LeBron James thinks President Trump is using athletics, and athletes, to split up the country. And he’s rejecting the premise like an opponent’s ill-advised layup.
“What I’ve noticed over the past few months,” James shared with CNN’s Don Lemon during a sit-down interview on Monday. “(Is) he’s kinda used sports to kinda divide us, and that’s something that I can’t relate to.”
Referencing Colin Kaepernick, whose kneeling protests during the pre-game national anthem launched an NFL movement, and more recently, Stephen Curry, who honored his promise of skipping a visit to Donald Trump’s White House, James bemoaned a myriad of instances in which Trump has twisted peaceful displays of dissent into an indictment of a decaying American value system.

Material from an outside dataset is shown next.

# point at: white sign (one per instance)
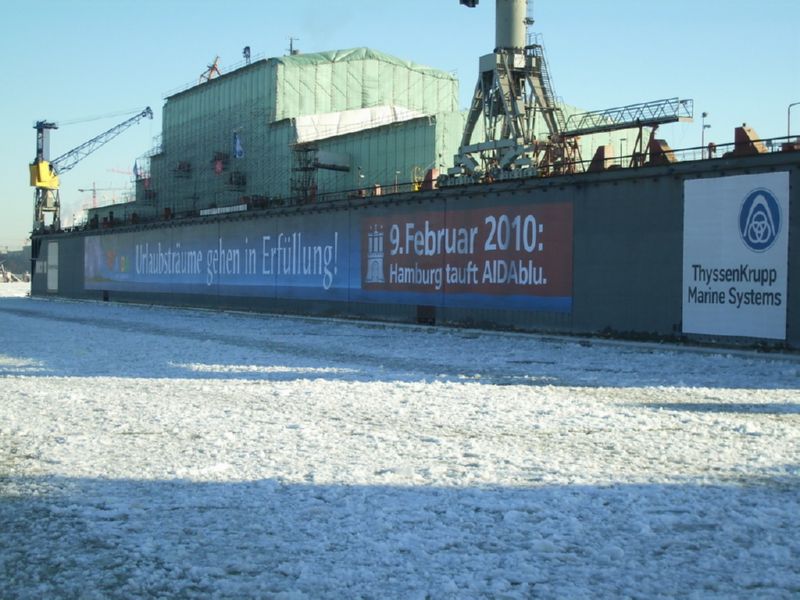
(735, 255)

“I can’t sit back and say nothing,” said James, who lists participating in youth athletics as one of the most inclusive experiences of his upbringing.
“Sports was the first time I was ever around someone white,” revealed the four-time NBA MVP. “I got an opportunity to see them and learn about them, and they got the opportunity to learn about me … And I was like, ‘Oh wow, this is all because of sports.'”
Flashing the trademark smile that has routinely graced magazine covers and commercial shoots since he was a junior in high school, James laughed at learning how much earlier his youthful “white friends” ate dinner and went to bed, and noted his surprise at seeing food stored in a pantry.
“For me, everything where I grew up was on top of the refrigerator,” he explained.
Feeding young minds
Now a 33-year-old man, with two sons and a daughter, James has more pantries, and more refrigerators, than he’d ever dreamed of as the child of a single teen mom living the “everyday struggle” in Akron, Ohio. But it’s from this existence that his “I Promise School” has been born.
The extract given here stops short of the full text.